Figure 3a and b show, for temperature and voltage respectively, the true value as well as the values predicted by the posterior median and by the 5–95% percentiles of the posterior distribution. We note that predictions are achieved with very low forward uncertainty.

The inference results shown in Figs. 2 and 3 are obtained by simulating the direct problem with 4100 time steps, while synthetic data, as described in Sect. 2.3, was created using 41000 time steps. Indeed, numerical simulations of the direct problem in computer MacBook Pro (15-inch, 2018), 2.6 GHz Intel Core i7 of six cores, with 16 GB 2400 MHz DDR4 take \(1.04\;s\) with 4100 points and \(5.92\;s\) with 41000 points. Namely, simulating the posterior distribution with the coarse model saves more than 80% computation time. We argue that this computing efficiency is of paramount importance if we are to sample the posterior distribution of the activation energy parameters \(\theta \) via MCMC.

3.2 Estimation of the reversible heat

Information about the estimation of the temperature derivative for a coarse-grained computer model (4100 time steps) can be found in Fig. 4a. Figure 4b shows the temperature distribution predicted by multiplying by matrix A, the discrete direct operator defined in Sect. 2.5.1, while Figs. 5a and b show the predicted cell’s reversible heat \(q_\textrm{rev}\) and voltage \(V_\textrm{cell}\) computed from the temperature. On the other hand, Figs. 4c, d, 5c and d show the corresponding results obtained after computing the pointwise posterior variance and undersample the temperature derivative at the points with smaller variance. For this task, we allocate 10 % of the total initial number of degrees of freedom uniformly placed in a neighborhood of the endpoints, as described in Sect. 2.5.2. Of note, the dimension reduction improves the estimation of the reversible heat, and reduces the posterior variance.

The same analysis is presented in Figs. 6 and 7 for a fine-grained computer model (41000 time steps). This simulation renders roughly the same result as the coarse-grained one. Namely, we obtain roughly the same estimate of the reversible heat and the same uncertainty and predictions of both temperature and voltage.
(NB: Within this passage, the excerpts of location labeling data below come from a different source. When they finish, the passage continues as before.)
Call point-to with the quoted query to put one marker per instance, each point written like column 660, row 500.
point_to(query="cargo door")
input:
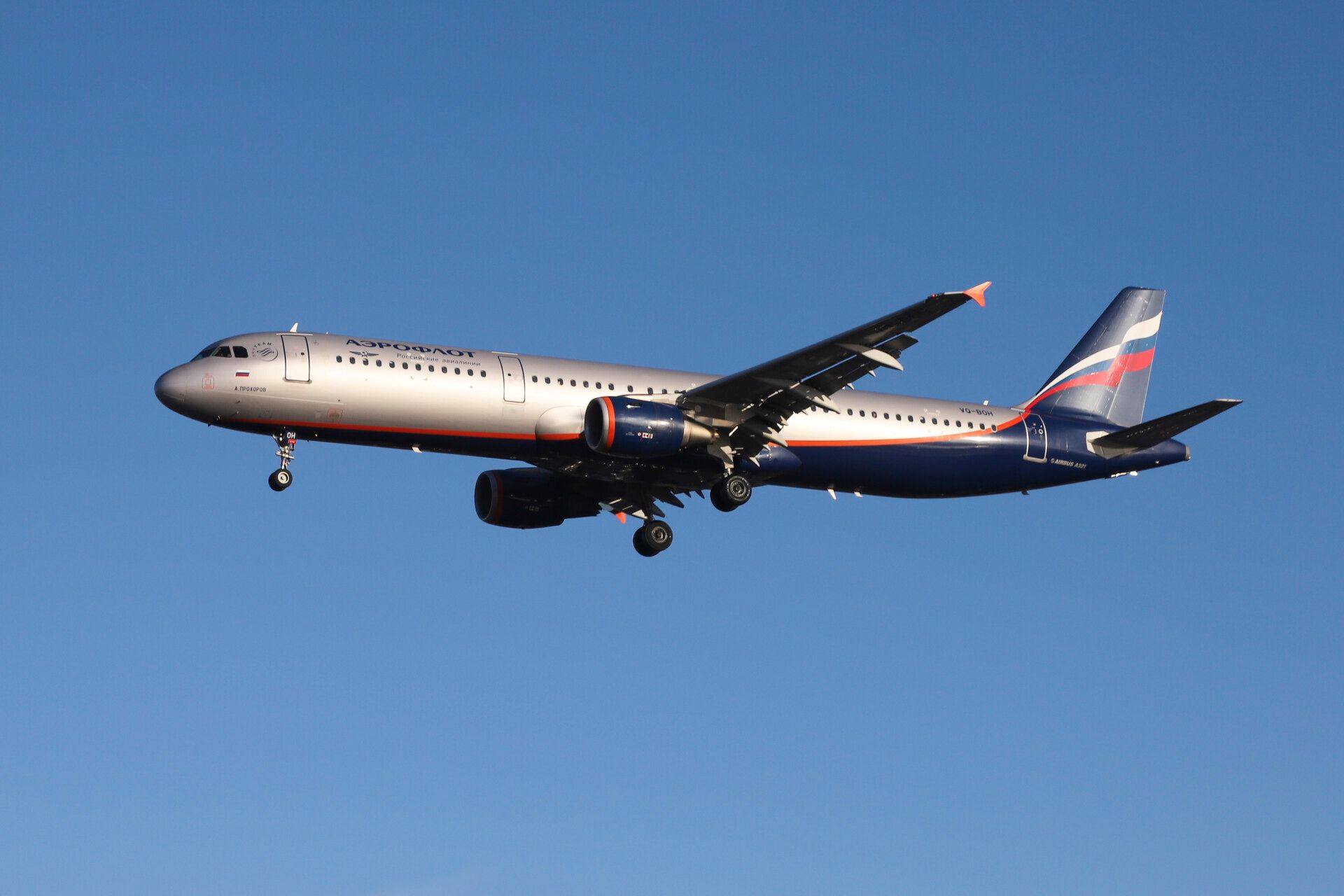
column 515, row 390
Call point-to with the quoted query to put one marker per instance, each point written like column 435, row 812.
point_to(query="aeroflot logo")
column 403, row 347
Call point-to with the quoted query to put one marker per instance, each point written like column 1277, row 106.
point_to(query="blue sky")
column 358, row 688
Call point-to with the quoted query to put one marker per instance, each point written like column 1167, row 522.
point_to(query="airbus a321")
column 601, row 437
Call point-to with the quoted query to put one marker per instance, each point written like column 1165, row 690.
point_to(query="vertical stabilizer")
column 1107, row 374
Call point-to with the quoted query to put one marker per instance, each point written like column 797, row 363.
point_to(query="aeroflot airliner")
column 626, row 440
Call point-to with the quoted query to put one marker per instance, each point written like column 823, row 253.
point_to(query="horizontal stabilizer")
column 1145, row 435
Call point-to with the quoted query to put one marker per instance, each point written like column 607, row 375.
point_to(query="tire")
column 730, row 493
column 656, row 536
column 640, row 547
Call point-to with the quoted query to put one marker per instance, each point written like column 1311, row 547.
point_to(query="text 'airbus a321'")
column 624, row 440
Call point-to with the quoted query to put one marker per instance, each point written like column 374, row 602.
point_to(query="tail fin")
column 1107, row 374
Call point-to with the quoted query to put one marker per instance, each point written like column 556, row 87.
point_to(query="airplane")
column 625, row 440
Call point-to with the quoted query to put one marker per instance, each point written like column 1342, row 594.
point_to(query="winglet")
column 979, row 292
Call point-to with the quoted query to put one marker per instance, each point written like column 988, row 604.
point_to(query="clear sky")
column 358, row 688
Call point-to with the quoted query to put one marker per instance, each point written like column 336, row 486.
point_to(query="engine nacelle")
column 528, row 498
column 631, row 428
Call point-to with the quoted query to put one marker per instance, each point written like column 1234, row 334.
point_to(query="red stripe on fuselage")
column 356, row 428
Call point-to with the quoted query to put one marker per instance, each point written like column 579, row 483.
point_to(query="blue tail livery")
column 629, row 441
column 1107, row 375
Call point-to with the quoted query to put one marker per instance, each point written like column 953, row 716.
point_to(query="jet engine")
column 631, row 428
column 528, row 498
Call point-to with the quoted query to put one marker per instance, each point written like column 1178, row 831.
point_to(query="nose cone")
column 171, row 388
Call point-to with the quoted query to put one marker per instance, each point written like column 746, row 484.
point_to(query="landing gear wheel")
column 652, row 538
column 732, row 493
column 281, row 479
column 643, row 550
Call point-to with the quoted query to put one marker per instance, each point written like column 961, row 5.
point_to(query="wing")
column 757, row 400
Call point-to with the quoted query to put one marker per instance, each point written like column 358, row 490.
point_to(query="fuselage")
column 526, row 407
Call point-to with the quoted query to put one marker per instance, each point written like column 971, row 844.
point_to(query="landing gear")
column 281, row 479
column 732, row 492
column 652, row 538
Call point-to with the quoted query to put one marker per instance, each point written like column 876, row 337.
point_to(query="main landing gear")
column 281, row 479
column 652, row 538
column 732, row 492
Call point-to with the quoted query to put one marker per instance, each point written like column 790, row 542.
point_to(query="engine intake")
column 631, row 428
column 528, row 498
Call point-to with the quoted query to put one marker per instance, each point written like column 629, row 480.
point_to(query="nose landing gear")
column 652, row 538
column 281, row 479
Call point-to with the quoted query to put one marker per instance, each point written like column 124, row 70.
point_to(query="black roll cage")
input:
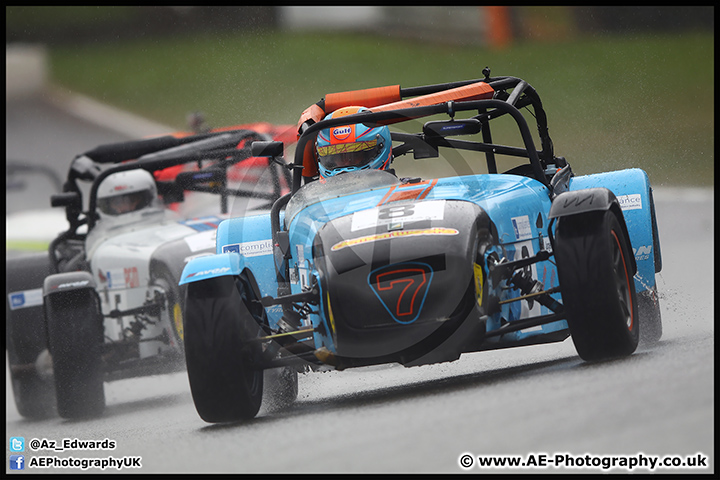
column 502, row 103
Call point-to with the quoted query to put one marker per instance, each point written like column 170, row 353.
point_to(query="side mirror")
column 469, row 126
column 267, row 149
column 69, row 199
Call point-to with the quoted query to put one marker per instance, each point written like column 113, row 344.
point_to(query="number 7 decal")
column 402, row 289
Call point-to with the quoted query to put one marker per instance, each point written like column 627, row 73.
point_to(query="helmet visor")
column 356, row 154
column 125, row 203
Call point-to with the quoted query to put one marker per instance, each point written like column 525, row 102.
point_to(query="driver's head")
column 126, row 192
column 348, row 148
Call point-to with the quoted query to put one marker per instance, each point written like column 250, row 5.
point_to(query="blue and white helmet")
column 348, row 148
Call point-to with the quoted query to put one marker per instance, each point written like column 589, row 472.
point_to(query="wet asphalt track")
column 532, row 400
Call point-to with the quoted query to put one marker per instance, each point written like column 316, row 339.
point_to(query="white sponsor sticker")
column 395, row 214
column 521, row 226
column 630, row 202
column 25, row 298
column 201, row 241
column 250, row 249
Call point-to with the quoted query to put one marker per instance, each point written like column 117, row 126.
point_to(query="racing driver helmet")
column 126, row 192
column 348, row 148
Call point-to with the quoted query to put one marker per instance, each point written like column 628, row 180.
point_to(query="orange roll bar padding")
column 369, row 97
column 474, row 91
column 314, row 112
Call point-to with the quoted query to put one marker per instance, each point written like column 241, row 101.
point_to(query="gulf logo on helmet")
column 342, row 133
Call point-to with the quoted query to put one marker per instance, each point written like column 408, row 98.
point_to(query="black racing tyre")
column 225, row 385
column 161, row 277
column 281, row 387
column 75, row 338
column 25, row 336
column 593, row 259
column 650, row 318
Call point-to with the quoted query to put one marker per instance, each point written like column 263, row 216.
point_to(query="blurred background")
column 622, row 86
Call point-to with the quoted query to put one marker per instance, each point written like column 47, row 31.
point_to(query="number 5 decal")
column 402, row 289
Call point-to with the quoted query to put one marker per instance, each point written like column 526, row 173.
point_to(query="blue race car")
column 363, row 265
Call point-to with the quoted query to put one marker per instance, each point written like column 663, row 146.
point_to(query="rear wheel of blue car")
column 593, row 260
column 75, row 338
column 226, row 385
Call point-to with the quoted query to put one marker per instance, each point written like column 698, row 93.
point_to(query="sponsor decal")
column 78, row 284
column 402, row 289
column 521, row 227
column 410, row 191
column 394, row 234
column 642, row 253
column 630, row 202
column 25, row 298
column 250, row 249
column 202, row 223
column 120, row 277
column 212, row 271
column 132, row 279
column 397, row 214
column 341, row 133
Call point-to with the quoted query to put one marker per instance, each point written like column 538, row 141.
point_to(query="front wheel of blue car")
column 593, row 260
column 225, row 384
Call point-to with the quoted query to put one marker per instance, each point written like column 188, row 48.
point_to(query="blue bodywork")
column 516, row 205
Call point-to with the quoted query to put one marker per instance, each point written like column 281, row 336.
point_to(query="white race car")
column 103, row 302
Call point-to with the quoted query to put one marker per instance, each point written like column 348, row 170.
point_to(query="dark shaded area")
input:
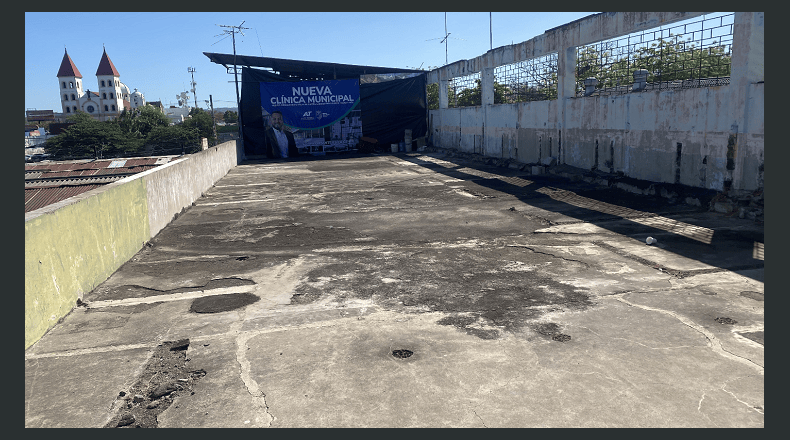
column 738, row 243
column 758, row 337
column 222, row 303
column 135, row 291
column 757, row 296
column 499, row 299
column 165, row 377
column 402, row 354
column 388, row 108
column 391, row 107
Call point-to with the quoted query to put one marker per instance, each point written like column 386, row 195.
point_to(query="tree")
column 90, row 138
column 669, row 59
column 230, row 117
column 173, row 139
column 200, row 120
column 140, row 121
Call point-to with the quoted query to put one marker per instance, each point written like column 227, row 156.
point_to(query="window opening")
column 683, row 55
column 530, row 80
column 464, row 91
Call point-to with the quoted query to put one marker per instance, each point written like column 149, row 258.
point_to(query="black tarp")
column 388, row 108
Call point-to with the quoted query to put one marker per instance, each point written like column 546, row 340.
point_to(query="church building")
column 107, row 103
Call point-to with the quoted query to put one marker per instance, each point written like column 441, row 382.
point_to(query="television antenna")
column 192, row 71
column 232, row 30
column 446, row 37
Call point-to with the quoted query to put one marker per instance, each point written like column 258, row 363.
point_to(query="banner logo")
column 310, row 104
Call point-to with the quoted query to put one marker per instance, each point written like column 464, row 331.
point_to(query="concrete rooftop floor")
column 527, row 301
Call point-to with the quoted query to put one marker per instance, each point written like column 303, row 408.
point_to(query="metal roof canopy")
column 304, row 70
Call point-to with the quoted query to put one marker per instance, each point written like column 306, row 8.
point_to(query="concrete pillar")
column 640, row 80
column 748, row 57
column 443, row 83
column 487, row 85
column 566, row 73
column 566, row 89
column 589, row 86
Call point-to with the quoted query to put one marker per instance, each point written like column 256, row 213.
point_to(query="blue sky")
column 153, row 50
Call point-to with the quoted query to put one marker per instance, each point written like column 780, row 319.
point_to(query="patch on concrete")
column 222, row 303
column 467, row 324
column 758, row 337
column 757, row 296
column 137, row 291
column 546, row 329
column 402, row 354
column 469, row 281
column 165, row 377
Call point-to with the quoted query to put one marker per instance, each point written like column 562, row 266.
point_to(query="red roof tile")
column 67, row 67
column 106, row 67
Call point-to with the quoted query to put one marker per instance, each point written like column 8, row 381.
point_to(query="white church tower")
column 70, row 84
column 111, row 91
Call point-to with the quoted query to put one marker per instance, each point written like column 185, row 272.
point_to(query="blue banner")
column 310, row 104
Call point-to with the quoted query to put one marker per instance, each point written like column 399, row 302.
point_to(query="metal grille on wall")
column 464, row 91
column 530, row 80
column 685, row 55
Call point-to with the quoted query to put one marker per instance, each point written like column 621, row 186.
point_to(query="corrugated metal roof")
column 36, row 198
column 47, row 183
column 51, row 182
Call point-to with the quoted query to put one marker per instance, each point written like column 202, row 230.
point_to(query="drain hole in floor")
column 560, row 337
column 402, row 354
column 222, row 303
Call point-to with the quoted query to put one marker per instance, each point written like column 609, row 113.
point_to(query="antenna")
column 192, row 71
column 444, row 40
column 232, row 32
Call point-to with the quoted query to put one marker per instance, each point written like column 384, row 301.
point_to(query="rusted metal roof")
column 36, row 198
column 51, row 182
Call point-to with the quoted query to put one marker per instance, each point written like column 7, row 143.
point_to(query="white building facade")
column 107, row 103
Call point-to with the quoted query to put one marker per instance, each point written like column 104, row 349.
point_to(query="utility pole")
column 192, row 71
column 232, row 32
column 213, row 121
column 490, row 31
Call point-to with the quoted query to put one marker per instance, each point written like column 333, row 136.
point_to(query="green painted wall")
column 71, row 250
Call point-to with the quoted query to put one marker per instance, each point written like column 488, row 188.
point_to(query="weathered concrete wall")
column 177, row 184
column 709, row 137
column 74, row 245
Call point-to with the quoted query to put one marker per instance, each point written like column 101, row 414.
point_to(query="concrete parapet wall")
column 711, row 137
column 74, row 245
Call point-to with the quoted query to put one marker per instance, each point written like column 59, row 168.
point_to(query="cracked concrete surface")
column 356, row 257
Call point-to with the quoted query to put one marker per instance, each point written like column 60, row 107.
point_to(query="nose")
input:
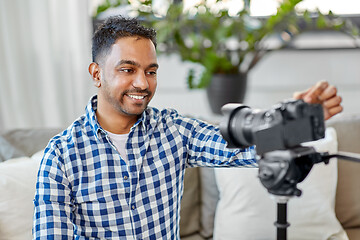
column 140, row 81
Consequently, it may be preferable to use the coarse-grained model if we have to analyze multiple datasets.

We argue that our inference is robust to the numerical discretization, and subsampling the distributed parameters in the region where the pointwise variance is smaller reduces the variance in the posterior distribution.

Fig. 7

Inference results with a fine-grained computer model (II). Reversible heat (a) and voltage (b) inferred with a naive prior model with 16,400 uniformly spaced grid points. Parts (c) and (d) shows the corresponding ones with the variance reduction subsampling method described in Sect. 2.5.2

4 Conclusions

In this paper, we apply forward and backward uncertainty analysis to assess the adequacy of a thermal single-particle Li-Ion cell model. We have used parameter sensitivity analysis as diagnostics preceding parameter estimation. We offer numerical evidence that forward uncertainty analysis may serve as a practical identifiability test given a set of voltage observations. Afterward, we use error control of the posterior distribution concerning the numerical approximation of the direct problem to reduce the computational burden in approximating such a posterior distribution in order to identify the activation energy parameters via Markov Chain Monte Carlo. In the second part of the manuscript, we infer the reversible heat of a Li-Ion cell given observations of the temperature and an energy balance equation. To accomplish this task, we exploit the linearity of the energy balance equation to construct the solution of the inference problem as a conditional probability given by a Gaussian distribution with explicit expressions for the mean and the covariance, Eqs. (18)–(20). Furthermore, we exploit the fact that the solution grid is different from the data grid to apply a variance reduction method and obtain a posterior distribution with reduced uncertainty, and a smaller number of degrees of freedom, Eqs. (21)–(22), and Algorithm 1.